Intro

In my opinion, there should always be a balance of chance in sports, especially in the playoffs. The better team should win more often, but there should always lurk the possibility of a thrilling upset. Put to the extreme, skill has no meaning if the better team wins as often as they lose; and if the better team always wins, then there is no fun at all in the game.

In this vein, playing to a higher point total causes the better team will win more often. If this isn't intuitively obvious to you, consider the following examples.

  1. Is a pickup team more likely to beat 2016 Revolver in a game to 1 or a game to 15?
  2. Are the 2012 Charlotte Bobcats more likely to beat the 1996 Chicago Bulls in a single game or in a 7-game series?

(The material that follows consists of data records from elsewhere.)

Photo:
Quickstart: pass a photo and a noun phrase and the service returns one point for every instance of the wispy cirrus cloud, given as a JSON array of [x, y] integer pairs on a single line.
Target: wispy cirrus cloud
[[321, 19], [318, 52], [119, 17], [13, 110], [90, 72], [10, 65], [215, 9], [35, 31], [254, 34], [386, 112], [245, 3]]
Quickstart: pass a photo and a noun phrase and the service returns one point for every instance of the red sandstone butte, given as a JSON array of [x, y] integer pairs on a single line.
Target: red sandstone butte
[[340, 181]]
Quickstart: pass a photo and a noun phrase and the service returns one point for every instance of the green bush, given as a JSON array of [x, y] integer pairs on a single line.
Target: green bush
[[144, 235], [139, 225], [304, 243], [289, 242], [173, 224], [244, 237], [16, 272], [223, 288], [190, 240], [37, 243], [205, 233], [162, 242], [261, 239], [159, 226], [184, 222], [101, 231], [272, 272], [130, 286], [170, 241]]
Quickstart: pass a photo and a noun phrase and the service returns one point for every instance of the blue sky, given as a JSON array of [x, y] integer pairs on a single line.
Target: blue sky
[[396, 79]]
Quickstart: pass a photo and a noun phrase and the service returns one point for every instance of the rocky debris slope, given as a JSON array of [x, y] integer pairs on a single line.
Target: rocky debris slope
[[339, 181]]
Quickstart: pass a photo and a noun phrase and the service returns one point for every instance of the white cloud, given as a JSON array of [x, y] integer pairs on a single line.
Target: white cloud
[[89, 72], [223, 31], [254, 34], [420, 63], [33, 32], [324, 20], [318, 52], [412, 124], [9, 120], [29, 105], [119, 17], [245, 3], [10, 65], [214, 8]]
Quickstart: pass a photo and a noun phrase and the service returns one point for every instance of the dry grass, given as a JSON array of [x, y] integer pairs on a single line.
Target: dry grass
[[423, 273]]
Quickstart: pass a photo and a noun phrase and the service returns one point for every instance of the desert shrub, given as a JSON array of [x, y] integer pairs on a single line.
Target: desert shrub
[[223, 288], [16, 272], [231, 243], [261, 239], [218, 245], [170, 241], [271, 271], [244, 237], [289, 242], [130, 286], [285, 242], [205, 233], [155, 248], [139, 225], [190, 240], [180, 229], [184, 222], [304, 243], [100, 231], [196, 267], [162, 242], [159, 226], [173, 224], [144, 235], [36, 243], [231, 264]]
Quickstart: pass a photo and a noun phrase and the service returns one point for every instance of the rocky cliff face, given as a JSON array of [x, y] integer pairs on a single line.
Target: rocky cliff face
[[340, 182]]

This relationship between variance and game length is true in less extreme examples, too - for instance, between two relatively evenly matched teams in the quarterfinals of club nationals, playing to 15.

In this blog post, we'll explore how often the better team wins in big ultimate games, and how much changing the score total changes the likelihood that the better team wins.

Approach

We'll model the game as a series of independently points that can be won by either team [1]. Then, if team A has probability p of winning any given point in a game to n points, the probability that they win the game is

\(F1: \sum_{i = 0}^{n-1} \frac{(n+i-1)!}{(n-1)! i!} (1-p)^i p^n \)

We know that this is equal to the probability that team A beats team B, which we can calculate another way: from their elo rankings. That formula is

\( F2: \frac{1}{1 + 10^{\frac{elo_B - elo_A}{400}}} \)

With these two formulae, our approach becomes straightforward. From the USAU rankings, which give elo scores, we use F2 to calculate the expected chance of the better team winning. From there, we can invert F2 [2] to find the probability that the better team wins any given point under the constraints of our model [3]. Then all we need to do is run that number back through F1 with various point totals and compare the outcomes.

Results

For our range of possible Elo differences, let's look at historical data. The biggest difference at club nationals in 2023 was between Scandal (2606.7) and Pop (1402.13), for a whopping difference of 1204.57 elo points [4]. We'll start with this large range - anywhere up to 1200 elo points differential - and range the possible point totals from 1 to 25. Here's what those results look like:

Scatterplot of power rankings accuracy

A few takeaways:

  • In a game to 15, anywhere more than a 400 point elo difference gives you a >=90% chance of winning
  • In a game to 25, a 300 point elo difference should give the same odds of winning (>=90%) to the better team
  • Even in a game to 1, Scandal has a 75% chance of beating Pop

But we can look more fine-grained. We know games are played to odd numbers in the teens, so we'll examine odd scores from 11 to 21. Furthermore, the games we care most about occur in the bracket at USAU nationals. So let's look at how big the elo gap is for those games. Here's that histogram:

Scatterplot of power rankings accuracy

Most games in the bracket at nationals occur between teams that have less than or equal to about 300 elo points in ranking differential, with a somewhat flat distribution below that number. We'll accordingly restrict our examination window to below elo 300 points in ranking differential. Then, here's that data:

Scatterplot of power rankings accuracy

A few takeaways:

  • Elo differential makes a much larger difference than point total
  • We could play short games and be just fine - even in games to 11, the better team prevails nearly as often as they do in games to 15

Conclusion

The point total of a game affects the chance of the winning team less than I had anticipated. For example, in the men's final between Truck Stop (2499.23) and Machine (2189.71), increasing the game length from 15 to 19 only decreases Machine's chances by about four percent. In the more evenly matched semifinal between Hybrid (1823.85) and XIST (1920.86), increasing the game length to 19 only increases XIST's chances by about two and a half percent.

This blog post changed my mind. I came into writing it expecting it to be an argument for longer games from the standpoint of reducing volatility in winning. Now I see that the game length matters little, though there still is a huge amount of variance in the winners of nationals any way about it.

Resources

[1] this is a flawed model, since holds and breaks are obviously not independent. But it will suffice for our purposes.

[2] We can't invert a 15-degree polynomial directly but we can invert it programmatically quite easily.

[3] Another assumption is that the USAU rankings are meant to encode information about games to 15.

[4] This indicates that Pop has a 0.000000142% chance of winning any given game against Scandal, or 1.42 in 10 billion.